When country rocker Gram Parsons died of a drug overdose in 1973, friends snatched his body from Los Angeles and burned it in a place he loved: Joshua Tree National Park, Calif. Later, fans illegally placed a marker in his honor in the park. Now, some say it’s time for the National Park Service to officially recognize the counterculture musician as a part of park history. Supporters argue that the park recognizes 19th-century rustlers, miners, and ranchers who left their mark.
“Are they any more worthy of interpretation than an influential rock musician who lived way too fast and died young?” Joe Zarki, chief of park interpretation at Joshua Tree, asked last fall in an E-mail to colleagues around the country. “When and how do we incorporate stories of popular culture with all its excess and hedonism into our interpretive efforts?” Zarki wrote. “If Louis Armstrong and Jelly Roll Morton get recognition at New Orleans Jazz National Historic Site, why not Gram Parsons at Joshua Tree?”
Parsons has been cited as an influence on the Eagles and the Rolling Stones, as well as the modern alternative country music movement. After he died at 26 of a drug overdose in a motel a mile from the park, his road manager and a friend stole the casket and burned it in the park, as Parsons had wanted.
Bob Van Belle, National Park Service coordinator for the 2002 Olympics in Salt Lake City, recalled hearing the story around campfires in Joshua Tree as a young rock climber in 1974. “It is one of the most deeply embedded pieces of Joshua Tree folklore,” Van Belle said. “There is not a climber in the country who does not know the story.”
Fans continue to make pilgrimages to his makeshift shrine, a concrete slab painted with the title of his “Safe at Home” album on Cap Rock in the remote desert park 120 miles east of Los Angeles. They have scrawled on the surrounding, ancient sandstone rocks.
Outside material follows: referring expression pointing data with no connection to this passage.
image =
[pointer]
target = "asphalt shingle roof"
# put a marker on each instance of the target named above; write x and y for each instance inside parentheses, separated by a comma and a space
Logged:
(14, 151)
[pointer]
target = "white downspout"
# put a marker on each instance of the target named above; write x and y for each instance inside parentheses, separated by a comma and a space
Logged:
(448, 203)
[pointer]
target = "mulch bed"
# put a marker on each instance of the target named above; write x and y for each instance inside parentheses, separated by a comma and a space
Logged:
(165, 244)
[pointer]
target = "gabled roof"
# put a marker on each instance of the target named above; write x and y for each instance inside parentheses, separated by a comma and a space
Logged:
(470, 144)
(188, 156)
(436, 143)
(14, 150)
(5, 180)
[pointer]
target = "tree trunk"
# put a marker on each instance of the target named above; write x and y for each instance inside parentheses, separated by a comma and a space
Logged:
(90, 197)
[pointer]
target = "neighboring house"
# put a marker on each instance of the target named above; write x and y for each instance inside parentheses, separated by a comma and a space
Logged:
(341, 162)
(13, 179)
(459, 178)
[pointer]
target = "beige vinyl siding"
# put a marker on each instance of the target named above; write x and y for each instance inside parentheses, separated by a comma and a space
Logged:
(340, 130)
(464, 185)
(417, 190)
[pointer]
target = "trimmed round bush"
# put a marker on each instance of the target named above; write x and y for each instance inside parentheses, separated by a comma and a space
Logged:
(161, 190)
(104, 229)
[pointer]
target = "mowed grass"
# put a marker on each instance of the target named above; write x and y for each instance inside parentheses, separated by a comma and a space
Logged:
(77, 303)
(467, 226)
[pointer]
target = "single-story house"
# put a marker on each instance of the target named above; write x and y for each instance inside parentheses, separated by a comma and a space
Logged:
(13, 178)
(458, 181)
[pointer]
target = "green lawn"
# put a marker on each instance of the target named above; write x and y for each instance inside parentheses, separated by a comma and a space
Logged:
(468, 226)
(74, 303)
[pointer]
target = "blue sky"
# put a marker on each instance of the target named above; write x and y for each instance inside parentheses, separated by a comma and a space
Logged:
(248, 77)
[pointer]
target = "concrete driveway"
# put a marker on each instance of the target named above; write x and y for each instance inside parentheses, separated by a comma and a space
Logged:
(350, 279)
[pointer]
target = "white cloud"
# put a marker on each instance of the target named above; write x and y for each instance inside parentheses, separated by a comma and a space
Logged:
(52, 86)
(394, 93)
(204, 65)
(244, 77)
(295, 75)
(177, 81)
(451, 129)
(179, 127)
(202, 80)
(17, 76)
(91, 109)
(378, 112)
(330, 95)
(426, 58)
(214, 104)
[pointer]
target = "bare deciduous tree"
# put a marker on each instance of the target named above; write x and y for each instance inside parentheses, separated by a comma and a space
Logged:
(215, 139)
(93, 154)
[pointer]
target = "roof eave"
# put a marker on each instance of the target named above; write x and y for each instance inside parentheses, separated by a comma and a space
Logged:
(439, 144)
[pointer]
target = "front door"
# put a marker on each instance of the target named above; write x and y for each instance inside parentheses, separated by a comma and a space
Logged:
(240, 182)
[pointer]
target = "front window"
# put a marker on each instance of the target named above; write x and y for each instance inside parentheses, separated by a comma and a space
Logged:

Recently, the memorial bore a seashell necklace, a bottle of beer, and a message: “God’s own singer.”
But the memorial doesn’t appear on the official park map. Rangers have the option of telling the story in educational programs but the visitors’ center and park brochures are silent on the subject. In his E-mail, Zarki asked the question: “Does Gram Parsons qualify as a historical figure for the park?” For now, the answer is no.
Clifford Tobias, a park history program leader in Philadelphia, said it would take time and money to formally recognize the site, including research and exhibit materials.